Research Index | Medline Index


Cannabis Research - Medical Uses - anti-viral/anti-bacterial


Authors
Blevins RD, Dumic MP
Title
The effect of delta-9-tetrahydrocannabinol on herpes simplex virus replication.
Source
Journal of General Virology
Date
1980 Aug
Issue
49(2)
Pages
427-31
Abstract
Both herpes simplex virus type 1 (HSV-1) and herpes simplex virus type 2 (HSV-2) failed, in an identical fashion to replicate and produce extensive c.p.e. in human cell monolayer cultures which were exposed (8 h before infection, at infection, or 8 h p.i.) to various concentrations of delta-9-tetrahydrocannabinol. Similar results were obtained with a plaque assay utilizing confluent monkey cells. Possible mechanisms for this antiviral activity are discussed.

Authors
Turner CE, Elsohly MA
Title
Biological activity of cannabichromene, its homologs and isomers.
Source
Journal of Clinical Pharmacology
Date
1981 Aug-Sep
Issue
21(8-9 Suppl)
Pages
283S-291S
Abstract
Cannabichromene (CBC) is one of four major cannabinoids in Cannabis sativa L. and is the second most abundant cannabinoid in drug-type cannabis. Cannabichromene and some of its homologs, analogs, and isomers were evaluated for antiinflammatory, antibacterial, and antifungal activity. Antiinflammatory activity was evaluated by the carrageenan-induced rat paw edema and the erythrocyte membrane stabilization method. In both tests, CBC was superior to phenylbutazone. Antibacterial activity of CBC and its isomers and homologs was evaluated using gram-positive, gram-negative, and acid-fast bacteria. Antifungal activity was evaluated using yeast-like and filamentous fungi and a dermatophyte. Antibacterial activity was strong, and the antifungal activity was mild to moderate.

Authors
Lancz G, Specter S, Brown HK
Title
Suppressive effect of delta-9-tetrahydrocannabinol on herpes simplex virus infectivity in vitro.
Source
Proceedings of the Society for Experimental Biology & Medicine
Date
1991 Apr
Issue
196(4)
Pages
401-4
Abstract
Delta-9-Tetrahydrocannabinol (THC) was found to reduce the infectivity of herpes simplex virus and was without effect against adenovirus type 2 or poliovirus.

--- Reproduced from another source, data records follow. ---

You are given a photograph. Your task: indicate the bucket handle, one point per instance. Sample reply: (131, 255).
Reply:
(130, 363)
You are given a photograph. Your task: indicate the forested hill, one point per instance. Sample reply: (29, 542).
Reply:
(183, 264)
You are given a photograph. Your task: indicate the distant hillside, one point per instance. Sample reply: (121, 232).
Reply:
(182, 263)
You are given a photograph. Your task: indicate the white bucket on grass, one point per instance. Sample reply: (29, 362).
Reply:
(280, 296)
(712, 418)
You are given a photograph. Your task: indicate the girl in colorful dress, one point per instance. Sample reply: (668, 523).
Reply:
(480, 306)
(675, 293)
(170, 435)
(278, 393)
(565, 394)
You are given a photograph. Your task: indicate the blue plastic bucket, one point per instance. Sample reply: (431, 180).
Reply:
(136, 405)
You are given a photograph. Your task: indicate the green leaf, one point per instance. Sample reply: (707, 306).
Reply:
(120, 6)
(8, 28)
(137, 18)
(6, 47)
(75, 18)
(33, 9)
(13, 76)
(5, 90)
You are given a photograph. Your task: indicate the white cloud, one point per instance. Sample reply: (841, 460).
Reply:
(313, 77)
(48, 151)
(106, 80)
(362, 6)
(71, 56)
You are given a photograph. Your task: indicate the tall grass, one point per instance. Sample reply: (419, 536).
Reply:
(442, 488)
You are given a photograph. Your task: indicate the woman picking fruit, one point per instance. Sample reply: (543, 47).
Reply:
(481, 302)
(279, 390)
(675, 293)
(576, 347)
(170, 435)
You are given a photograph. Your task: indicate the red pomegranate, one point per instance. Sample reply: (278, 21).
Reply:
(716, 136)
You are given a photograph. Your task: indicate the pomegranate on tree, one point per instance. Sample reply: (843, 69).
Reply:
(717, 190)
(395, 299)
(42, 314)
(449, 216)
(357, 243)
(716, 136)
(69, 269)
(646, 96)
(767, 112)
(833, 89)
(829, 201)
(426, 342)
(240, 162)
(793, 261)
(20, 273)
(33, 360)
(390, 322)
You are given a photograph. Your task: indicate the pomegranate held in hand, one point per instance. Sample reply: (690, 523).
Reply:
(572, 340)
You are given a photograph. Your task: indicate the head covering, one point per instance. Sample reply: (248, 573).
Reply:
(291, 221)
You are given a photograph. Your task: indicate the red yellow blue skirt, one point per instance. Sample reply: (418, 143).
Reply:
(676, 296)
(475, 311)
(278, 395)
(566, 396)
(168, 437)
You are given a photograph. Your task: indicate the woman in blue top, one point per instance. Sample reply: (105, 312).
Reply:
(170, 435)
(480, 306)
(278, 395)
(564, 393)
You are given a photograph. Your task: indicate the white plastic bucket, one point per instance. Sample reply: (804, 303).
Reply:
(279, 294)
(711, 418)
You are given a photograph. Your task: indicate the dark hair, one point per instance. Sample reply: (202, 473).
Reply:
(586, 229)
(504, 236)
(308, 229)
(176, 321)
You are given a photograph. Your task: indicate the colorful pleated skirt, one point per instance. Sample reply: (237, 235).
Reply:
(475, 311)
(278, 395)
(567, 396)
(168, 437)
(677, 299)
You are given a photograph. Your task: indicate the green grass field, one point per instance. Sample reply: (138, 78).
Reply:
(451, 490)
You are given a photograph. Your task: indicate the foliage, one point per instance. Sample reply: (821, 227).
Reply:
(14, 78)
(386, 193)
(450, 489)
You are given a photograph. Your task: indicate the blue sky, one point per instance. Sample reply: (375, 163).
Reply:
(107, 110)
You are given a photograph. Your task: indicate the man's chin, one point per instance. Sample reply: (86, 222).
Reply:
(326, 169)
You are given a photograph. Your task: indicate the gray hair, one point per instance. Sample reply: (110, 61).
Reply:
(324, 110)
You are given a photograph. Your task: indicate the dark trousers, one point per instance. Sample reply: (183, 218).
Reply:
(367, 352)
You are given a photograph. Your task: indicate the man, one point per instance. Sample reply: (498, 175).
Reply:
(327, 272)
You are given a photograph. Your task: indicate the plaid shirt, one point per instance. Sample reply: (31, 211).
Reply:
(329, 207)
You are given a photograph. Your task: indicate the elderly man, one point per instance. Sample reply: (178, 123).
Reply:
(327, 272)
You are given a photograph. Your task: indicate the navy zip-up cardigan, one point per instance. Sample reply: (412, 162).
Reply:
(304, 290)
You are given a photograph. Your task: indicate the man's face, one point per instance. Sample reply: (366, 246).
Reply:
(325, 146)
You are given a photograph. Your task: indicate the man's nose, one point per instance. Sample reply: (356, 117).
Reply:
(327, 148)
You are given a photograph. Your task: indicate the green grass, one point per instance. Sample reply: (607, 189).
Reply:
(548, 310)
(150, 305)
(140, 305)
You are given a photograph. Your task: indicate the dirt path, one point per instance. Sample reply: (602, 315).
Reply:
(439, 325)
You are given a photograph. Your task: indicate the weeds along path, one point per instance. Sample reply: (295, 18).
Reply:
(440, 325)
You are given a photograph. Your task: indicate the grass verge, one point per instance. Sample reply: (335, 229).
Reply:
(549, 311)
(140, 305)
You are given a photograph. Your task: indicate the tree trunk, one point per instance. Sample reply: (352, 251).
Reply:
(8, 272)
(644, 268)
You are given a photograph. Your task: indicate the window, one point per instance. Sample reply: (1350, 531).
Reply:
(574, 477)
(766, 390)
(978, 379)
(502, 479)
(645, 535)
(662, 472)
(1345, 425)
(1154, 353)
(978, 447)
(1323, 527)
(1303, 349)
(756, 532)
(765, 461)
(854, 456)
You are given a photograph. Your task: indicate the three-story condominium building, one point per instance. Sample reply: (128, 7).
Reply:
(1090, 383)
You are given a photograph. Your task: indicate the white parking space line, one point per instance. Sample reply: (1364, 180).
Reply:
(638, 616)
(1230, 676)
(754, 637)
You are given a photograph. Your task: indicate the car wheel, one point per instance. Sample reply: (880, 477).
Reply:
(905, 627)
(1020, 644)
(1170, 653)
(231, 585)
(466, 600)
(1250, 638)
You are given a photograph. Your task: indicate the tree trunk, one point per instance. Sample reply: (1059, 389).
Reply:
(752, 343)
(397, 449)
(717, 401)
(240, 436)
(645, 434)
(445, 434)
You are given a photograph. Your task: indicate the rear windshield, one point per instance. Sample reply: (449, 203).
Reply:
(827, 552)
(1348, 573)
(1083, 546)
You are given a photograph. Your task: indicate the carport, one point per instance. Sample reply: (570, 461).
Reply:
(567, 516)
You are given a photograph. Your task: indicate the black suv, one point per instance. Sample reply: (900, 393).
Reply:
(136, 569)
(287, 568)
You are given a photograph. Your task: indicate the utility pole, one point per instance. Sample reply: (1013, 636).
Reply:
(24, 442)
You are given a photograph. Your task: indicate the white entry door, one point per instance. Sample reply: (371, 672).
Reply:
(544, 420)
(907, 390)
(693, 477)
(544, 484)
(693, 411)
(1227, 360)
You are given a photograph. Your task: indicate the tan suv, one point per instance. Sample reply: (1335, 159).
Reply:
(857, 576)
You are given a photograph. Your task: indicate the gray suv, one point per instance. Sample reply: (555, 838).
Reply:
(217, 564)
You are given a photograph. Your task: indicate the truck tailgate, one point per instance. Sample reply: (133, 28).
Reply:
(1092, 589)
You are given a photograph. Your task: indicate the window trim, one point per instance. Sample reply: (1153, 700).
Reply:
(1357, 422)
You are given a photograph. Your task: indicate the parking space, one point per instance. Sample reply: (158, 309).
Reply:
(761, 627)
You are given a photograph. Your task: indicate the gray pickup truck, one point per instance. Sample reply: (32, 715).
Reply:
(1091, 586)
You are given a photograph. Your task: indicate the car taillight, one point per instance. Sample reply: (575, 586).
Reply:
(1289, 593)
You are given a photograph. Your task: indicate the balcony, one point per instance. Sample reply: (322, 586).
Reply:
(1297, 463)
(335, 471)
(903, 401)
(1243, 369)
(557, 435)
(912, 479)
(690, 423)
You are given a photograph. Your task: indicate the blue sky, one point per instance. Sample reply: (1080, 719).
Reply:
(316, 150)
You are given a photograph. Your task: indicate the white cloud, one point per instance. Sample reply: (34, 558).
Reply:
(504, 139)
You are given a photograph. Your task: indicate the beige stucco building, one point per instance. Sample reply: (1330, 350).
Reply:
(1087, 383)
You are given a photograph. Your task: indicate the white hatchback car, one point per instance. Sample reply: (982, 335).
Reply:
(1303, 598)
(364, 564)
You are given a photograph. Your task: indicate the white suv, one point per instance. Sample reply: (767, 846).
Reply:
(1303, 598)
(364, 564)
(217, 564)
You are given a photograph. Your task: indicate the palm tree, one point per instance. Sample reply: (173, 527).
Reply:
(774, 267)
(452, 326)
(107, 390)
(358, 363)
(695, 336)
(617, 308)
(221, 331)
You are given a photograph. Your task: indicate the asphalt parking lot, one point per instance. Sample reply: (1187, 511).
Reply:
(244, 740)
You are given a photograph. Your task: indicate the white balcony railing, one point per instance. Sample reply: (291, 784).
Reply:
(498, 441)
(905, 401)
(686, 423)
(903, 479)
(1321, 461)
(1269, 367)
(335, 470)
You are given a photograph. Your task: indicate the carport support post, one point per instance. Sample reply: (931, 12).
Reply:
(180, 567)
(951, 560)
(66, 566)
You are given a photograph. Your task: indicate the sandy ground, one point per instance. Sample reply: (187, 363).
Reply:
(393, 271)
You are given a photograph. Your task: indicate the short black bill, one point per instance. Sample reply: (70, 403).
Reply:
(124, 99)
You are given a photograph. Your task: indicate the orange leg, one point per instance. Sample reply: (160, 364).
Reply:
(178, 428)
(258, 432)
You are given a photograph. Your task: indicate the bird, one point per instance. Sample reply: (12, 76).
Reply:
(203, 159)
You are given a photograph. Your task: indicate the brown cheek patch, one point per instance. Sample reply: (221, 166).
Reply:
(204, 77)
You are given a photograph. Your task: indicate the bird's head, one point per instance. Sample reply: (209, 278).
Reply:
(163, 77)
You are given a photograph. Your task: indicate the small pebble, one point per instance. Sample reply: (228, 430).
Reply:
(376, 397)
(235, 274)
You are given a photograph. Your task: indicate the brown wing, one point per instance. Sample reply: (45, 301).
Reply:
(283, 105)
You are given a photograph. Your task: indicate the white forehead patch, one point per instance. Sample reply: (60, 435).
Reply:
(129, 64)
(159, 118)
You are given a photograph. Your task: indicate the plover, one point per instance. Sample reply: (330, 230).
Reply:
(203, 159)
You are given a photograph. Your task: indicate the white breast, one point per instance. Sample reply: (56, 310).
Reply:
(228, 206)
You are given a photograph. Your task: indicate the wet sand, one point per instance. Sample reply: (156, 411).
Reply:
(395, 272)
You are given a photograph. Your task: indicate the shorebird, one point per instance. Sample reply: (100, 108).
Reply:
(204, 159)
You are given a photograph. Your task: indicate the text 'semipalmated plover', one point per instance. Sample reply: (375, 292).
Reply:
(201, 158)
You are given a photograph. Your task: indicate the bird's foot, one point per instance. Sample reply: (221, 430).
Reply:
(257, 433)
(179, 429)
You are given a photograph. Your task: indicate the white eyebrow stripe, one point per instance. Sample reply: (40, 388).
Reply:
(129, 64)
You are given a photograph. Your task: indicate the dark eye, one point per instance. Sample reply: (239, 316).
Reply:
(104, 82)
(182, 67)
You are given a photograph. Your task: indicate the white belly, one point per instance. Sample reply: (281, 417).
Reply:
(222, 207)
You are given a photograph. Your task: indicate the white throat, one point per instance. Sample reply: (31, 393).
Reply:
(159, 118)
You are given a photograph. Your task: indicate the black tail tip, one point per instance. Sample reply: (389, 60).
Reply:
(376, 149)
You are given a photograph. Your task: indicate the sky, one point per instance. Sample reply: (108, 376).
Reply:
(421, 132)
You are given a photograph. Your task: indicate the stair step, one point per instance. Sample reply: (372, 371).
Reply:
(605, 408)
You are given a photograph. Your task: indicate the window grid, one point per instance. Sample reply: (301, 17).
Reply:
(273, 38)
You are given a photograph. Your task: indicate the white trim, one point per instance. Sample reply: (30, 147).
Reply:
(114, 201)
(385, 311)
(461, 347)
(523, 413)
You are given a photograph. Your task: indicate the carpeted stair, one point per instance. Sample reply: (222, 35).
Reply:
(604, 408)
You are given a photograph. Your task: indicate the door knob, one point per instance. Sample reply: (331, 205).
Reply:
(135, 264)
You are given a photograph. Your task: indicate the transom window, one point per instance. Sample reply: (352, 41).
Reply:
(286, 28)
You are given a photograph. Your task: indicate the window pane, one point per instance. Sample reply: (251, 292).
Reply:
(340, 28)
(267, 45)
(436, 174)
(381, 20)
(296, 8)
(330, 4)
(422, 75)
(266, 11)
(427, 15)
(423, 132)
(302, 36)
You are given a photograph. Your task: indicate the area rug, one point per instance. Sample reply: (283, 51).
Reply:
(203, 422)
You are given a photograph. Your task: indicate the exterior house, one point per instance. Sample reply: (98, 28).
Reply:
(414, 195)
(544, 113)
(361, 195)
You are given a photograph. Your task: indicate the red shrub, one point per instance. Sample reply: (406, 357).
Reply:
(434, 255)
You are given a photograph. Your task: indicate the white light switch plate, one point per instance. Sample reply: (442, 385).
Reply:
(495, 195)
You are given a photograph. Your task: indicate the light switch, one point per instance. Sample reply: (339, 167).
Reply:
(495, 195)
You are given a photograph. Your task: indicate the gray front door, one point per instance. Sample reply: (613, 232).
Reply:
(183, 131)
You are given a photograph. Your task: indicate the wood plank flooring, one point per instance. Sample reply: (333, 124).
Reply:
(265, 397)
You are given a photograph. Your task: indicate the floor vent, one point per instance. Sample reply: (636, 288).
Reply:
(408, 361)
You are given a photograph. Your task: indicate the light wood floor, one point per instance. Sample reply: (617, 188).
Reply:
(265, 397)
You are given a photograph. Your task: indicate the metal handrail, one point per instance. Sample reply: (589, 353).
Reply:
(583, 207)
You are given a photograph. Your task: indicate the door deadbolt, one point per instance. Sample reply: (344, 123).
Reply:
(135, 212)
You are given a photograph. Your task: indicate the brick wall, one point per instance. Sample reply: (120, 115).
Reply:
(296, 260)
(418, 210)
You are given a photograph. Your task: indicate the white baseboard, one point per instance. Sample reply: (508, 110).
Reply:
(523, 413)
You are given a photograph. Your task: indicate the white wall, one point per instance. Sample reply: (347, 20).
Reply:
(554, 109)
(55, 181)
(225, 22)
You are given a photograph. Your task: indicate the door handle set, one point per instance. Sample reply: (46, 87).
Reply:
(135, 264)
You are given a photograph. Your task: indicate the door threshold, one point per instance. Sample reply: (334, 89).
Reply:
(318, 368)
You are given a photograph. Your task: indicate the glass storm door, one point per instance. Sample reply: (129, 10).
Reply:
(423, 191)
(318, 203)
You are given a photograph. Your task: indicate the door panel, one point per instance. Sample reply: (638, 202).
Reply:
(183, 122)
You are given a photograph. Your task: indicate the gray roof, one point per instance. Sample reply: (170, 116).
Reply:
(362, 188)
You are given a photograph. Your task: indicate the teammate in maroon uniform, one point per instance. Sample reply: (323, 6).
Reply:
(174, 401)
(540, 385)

The effective THC concentration resulting in an 80% decrement in virus viability was dependent upon the presence or absence of serum in the incubation mixture, as a 5% serum concentration decreased the drug activity by approximately 50-fold. THC-mediated inactivation of herpes simplex virus was both time and dose dependent and did not result in virion disassembly or clumping. The THC-related effect was not influenced by the pH of the suspending medium, suggesting that the mechanism of inactivation differed from that associated with the thermal inactivation of the virus. Thus, the data suggest that THC preferentially reduces the infectivity of the enveloped herpes simplex virus, and that this activity is modulated by the presence of serum proteins.

Id Code
76251508
Authors
Van Klingeren B, Ten Ham M
Title
Antibacterial activity of delta9-tetrahydrocannabinol and cannabidiol.
Source
Antonie van Leeuwenhoek
Date
1976
Issue
42(1-2)
Pages
9-12
Abstract
The minimum inhibiting concentrations (MIC) of delta9-tetrahydrocannabinol (THC) and cannabidiol (CBD) for staphylococci and streptococci in broth are in the range of 1-5 mug/ml. In the same range, both compounds are also bactericidal. In media containing 4% serum or 5% blood the antibacterial activity is strongly reduced (MIC 50 mug/ml). Gram-negative bacteria are resistant to THC and CBD.